Science, Technology and the British Industrial 'Decline', 1870-1970
Title | Science, Technology and the British Industrial 'Decline', 1870-1970 PDF eBook |
Author | David Edgerton |
Publisher | Cambridge University Press |
Pages | 108 |
Release | 1996-06-28 |
Genre | Business & Economics |
ISBN | 9780521577786 |
The place of science and technology in the British economy and society is widely seen as critical to our understanding of the British 'decline'. There is a long tradition of characterising post-1870 Britain by its lack of enthusiasm for science and by the low social status of the practitioners of technology. David Edgerton examines these assumptions, analysing the arguments for them and pointing out the different intellectual traditions from which they arise. Drawing on a wealth of statistical data, he argues that British innovation and technical training were much stronger than is generally believed, and that from 1870 to 1970 Britain's innovative record was comparable to that of Germany. This book is a comprehensive study of the history of British science and technology in relation to economic performance.

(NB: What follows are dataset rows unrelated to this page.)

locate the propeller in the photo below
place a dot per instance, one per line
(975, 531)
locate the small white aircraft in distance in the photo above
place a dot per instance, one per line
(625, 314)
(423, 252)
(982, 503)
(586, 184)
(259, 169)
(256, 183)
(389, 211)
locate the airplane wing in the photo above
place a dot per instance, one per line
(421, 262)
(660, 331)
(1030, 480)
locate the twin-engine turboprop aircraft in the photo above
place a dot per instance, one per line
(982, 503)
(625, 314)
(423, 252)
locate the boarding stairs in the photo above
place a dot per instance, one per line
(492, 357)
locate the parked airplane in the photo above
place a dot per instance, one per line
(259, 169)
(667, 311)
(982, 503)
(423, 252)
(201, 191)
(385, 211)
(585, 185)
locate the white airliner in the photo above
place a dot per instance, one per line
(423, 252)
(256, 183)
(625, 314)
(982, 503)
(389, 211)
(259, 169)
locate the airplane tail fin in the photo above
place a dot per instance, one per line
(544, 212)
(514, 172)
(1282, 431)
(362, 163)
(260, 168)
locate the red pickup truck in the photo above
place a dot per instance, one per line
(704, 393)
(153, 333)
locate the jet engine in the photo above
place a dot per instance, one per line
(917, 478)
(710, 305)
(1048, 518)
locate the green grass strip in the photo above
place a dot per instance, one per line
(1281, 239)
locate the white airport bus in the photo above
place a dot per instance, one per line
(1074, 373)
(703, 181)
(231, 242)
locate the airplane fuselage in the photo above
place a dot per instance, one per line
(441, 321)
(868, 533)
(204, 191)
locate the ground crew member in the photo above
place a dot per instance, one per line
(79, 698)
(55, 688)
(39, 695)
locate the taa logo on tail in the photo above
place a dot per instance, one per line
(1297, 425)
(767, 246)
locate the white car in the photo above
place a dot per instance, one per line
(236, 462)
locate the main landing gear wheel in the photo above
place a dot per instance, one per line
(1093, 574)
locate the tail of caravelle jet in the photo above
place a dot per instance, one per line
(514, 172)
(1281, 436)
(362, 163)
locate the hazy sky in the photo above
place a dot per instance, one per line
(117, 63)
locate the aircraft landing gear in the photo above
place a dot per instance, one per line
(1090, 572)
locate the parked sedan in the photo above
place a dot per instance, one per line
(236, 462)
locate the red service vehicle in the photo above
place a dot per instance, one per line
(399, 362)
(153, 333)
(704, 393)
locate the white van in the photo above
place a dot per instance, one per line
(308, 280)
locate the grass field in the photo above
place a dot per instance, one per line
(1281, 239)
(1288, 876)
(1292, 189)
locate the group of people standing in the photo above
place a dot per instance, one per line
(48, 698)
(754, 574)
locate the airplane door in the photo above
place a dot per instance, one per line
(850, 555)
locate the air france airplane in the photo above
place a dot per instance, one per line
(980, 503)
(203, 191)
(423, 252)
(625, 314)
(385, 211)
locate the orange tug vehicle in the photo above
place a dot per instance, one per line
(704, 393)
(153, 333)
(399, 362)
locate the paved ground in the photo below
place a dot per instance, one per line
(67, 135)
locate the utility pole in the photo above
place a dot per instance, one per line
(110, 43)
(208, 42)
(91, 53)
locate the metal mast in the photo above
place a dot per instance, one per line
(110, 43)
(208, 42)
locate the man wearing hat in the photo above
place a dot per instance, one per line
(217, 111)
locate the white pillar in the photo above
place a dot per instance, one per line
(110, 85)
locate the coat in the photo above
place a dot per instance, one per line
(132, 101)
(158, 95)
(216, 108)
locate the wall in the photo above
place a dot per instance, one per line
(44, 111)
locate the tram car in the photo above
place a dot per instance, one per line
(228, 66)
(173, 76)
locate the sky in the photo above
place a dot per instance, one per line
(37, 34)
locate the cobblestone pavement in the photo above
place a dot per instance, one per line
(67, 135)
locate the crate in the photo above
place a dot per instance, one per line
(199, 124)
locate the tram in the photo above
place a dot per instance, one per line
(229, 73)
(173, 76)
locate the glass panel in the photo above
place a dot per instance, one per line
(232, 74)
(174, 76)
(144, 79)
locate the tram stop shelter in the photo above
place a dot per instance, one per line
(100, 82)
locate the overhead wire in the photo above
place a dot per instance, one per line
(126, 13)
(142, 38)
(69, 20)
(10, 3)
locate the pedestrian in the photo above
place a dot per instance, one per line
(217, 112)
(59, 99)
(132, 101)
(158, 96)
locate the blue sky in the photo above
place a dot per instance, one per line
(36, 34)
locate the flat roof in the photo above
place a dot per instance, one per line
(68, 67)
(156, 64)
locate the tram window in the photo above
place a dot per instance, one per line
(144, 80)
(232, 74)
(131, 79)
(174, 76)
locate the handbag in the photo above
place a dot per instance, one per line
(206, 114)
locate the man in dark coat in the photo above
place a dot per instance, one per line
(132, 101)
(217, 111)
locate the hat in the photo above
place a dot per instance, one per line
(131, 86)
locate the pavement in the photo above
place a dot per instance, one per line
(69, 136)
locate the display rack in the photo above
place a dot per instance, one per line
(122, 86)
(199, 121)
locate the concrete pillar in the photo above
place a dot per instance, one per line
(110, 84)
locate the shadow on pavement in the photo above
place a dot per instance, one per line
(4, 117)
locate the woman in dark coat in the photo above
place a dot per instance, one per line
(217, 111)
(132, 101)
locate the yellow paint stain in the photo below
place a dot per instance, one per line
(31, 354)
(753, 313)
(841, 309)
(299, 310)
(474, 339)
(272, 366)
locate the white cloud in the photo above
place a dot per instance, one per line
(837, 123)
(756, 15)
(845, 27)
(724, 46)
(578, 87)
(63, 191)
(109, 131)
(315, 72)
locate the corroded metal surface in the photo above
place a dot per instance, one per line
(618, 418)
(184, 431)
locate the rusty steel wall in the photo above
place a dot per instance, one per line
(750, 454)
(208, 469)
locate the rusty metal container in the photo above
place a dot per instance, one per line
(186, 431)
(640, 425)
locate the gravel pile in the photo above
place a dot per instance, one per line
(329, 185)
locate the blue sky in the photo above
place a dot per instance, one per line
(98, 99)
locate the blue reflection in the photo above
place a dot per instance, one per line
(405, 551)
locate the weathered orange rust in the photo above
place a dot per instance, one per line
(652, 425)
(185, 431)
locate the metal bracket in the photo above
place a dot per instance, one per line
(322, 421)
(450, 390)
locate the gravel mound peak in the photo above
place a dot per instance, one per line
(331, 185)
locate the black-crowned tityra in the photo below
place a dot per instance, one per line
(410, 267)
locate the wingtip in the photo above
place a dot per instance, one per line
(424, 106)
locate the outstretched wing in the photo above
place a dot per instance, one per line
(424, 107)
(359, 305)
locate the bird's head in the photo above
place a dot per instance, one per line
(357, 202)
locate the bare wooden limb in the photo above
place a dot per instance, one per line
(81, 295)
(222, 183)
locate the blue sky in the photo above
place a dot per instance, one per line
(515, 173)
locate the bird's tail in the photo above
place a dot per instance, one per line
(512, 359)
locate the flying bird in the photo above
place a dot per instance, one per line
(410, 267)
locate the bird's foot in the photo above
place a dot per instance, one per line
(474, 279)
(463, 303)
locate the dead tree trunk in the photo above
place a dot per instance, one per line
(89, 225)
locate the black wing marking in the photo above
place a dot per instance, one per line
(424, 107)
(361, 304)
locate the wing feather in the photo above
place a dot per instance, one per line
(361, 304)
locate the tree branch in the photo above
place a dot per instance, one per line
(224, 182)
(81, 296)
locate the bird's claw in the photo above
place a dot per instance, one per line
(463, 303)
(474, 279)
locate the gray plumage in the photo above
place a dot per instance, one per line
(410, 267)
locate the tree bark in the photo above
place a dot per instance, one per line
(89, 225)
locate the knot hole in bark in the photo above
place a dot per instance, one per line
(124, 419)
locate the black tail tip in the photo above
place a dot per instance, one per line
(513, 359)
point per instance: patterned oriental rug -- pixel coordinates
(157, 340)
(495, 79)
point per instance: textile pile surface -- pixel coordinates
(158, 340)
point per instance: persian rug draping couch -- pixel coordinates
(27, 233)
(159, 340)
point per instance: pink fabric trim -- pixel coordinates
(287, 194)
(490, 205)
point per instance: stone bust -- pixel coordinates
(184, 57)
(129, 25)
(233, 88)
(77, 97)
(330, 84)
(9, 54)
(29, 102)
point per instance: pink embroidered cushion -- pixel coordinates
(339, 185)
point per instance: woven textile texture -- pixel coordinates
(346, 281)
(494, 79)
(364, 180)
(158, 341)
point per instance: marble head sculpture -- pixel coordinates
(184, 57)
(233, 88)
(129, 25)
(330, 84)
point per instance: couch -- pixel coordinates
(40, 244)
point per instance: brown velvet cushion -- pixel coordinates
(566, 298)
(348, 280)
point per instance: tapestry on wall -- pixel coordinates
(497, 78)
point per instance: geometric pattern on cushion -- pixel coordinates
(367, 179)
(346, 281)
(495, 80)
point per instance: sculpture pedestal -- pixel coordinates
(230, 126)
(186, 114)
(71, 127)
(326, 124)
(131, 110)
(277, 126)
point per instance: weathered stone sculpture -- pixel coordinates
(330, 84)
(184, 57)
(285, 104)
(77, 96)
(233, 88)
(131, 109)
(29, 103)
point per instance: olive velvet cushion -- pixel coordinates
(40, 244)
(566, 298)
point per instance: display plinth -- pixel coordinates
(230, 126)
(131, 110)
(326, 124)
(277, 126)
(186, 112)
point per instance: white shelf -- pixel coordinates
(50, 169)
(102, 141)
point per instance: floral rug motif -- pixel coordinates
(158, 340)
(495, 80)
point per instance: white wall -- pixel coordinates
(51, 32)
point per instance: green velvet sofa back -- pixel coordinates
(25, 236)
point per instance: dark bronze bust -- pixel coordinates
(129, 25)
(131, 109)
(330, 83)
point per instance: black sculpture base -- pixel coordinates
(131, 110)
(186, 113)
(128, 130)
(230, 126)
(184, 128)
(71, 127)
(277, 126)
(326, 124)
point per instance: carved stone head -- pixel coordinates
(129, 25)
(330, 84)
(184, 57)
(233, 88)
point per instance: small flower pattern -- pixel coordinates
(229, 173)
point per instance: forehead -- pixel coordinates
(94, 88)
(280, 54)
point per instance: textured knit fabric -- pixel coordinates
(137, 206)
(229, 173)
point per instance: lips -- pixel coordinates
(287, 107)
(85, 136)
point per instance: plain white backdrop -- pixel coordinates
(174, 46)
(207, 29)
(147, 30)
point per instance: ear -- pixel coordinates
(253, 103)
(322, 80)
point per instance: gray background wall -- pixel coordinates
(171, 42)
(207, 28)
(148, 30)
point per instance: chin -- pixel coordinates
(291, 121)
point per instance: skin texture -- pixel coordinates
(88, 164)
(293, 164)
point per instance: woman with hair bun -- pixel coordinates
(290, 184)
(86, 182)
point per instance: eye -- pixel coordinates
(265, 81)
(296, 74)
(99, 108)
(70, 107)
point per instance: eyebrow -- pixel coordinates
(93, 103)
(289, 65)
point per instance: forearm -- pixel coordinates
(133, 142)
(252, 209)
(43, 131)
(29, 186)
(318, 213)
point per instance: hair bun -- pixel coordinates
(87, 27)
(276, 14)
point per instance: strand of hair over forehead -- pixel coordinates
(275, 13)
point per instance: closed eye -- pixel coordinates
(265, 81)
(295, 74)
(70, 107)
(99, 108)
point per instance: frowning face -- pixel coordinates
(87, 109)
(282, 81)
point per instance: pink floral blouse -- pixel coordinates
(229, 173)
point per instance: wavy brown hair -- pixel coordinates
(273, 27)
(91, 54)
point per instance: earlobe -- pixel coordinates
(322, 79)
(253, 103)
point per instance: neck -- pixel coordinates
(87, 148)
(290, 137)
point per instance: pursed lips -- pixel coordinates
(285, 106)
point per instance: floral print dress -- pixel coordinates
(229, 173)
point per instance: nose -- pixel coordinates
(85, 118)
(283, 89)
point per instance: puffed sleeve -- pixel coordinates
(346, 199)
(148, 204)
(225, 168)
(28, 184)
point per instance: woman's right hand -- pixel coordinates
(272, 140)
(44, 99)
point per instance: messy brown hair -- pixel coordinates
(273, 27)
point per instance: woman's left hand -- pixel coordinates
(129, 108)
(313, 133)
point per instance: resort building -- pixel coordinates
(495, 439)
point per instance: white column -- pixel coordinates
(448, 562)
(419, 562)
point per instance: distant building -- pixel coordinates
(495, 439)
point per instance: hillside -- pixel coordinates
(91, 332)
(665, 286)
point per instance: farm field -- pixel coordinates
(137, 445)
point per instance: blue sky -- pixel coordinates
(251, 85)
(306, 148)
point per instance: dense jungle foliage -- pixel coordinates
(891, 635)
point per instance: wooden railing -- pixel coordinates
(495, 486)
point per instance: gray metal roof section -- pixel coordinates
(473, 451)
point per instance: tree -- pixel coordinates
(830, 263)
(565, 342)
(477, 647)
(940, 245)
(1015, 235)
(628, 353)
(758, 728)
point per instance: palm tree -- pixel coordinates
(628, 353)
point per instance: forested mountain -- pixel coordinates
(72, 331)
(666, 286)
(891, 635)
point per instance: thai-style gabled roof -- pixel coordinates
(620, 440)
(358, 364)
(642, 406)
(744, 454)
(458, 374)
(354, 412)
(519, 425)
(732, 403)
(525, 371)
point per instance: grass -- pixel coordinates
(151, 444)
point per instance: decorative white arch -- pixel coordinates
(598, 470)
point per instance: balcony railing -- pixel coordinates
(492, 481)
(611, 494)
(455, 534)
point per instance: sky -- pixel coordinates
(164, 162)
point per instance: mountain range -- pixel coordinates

It will be of interest to scientists and engineers as well as economic historians, and will be invaluable to students approaching the subject for the first time.
Empire of Guns
Title | Empire of Guns PDF eBook |
Author | Priya Satia |
Publisher | Penguin |
Pages | 569 |
Release | 2018-04-10 |
Genre | History |
ISBN | 0735221871 |
NAMED ONE OF THE BEST BOOKS OF 2018 BY THE SAN FRANCISCO CHRONICLE AND SMITHSONIAN MAGAZINE By a prize-winning young historian, an authoritative work that reframes the Industrial Revolution, the expansion of British empire, and emergence of industrial capitalism by presenting them as inextricable from the gun trade "A fascinating and important glimpse into how violence fueled the industrial revolution, Priya Satia's book stuns with deep scholarship and sparkling prose."--Siddhartha Mukherjee, Pulitzer Prize-winning author of The Emperor of All Maladies We have long understood the Industrial Revolution as a triumphant story of innovation and technology. Empire of Guns, a rich and ambitious new book by award-winning historian Priya Satia, upends this conventional wisdom by placing war and Britain's prosperous gun trade at the heart of the Industrial Revolution and the state's imperial expansion. Satia brings to life this bustling industrial society with the story of a scandal: Samuel Galton of Birmingham, one of Britain's most prominent gunmakers, has been condemned by his fellow Quakers, who argue that his profession violates the society's pacifist principles. In his fervent self-defense, Galton argues that the state's heavy reliance on industry for all of its war needs means that every member of the British industrial economy is implicated in Britain's near-constant state of war. Empire of Guns uses the story of Galton and the gun trade, from Birmingham to the outermost edges of the British empire, to illuminate the nation's emergence as a global superpower, the roots of the state's role in economic development, and the origins of our era's debates about gun control and the "military-industrial complex" -- that thorny partnership of government, the economy, and the military. Through Satia's eyes, we acquire a radically new understanding of this critical historical moment and all that followed from it. Sweeping in its scope and entirely original in its approach, Empire of Guns is a masterful new work of history -- a rigorous historical argument with a human story at its heart.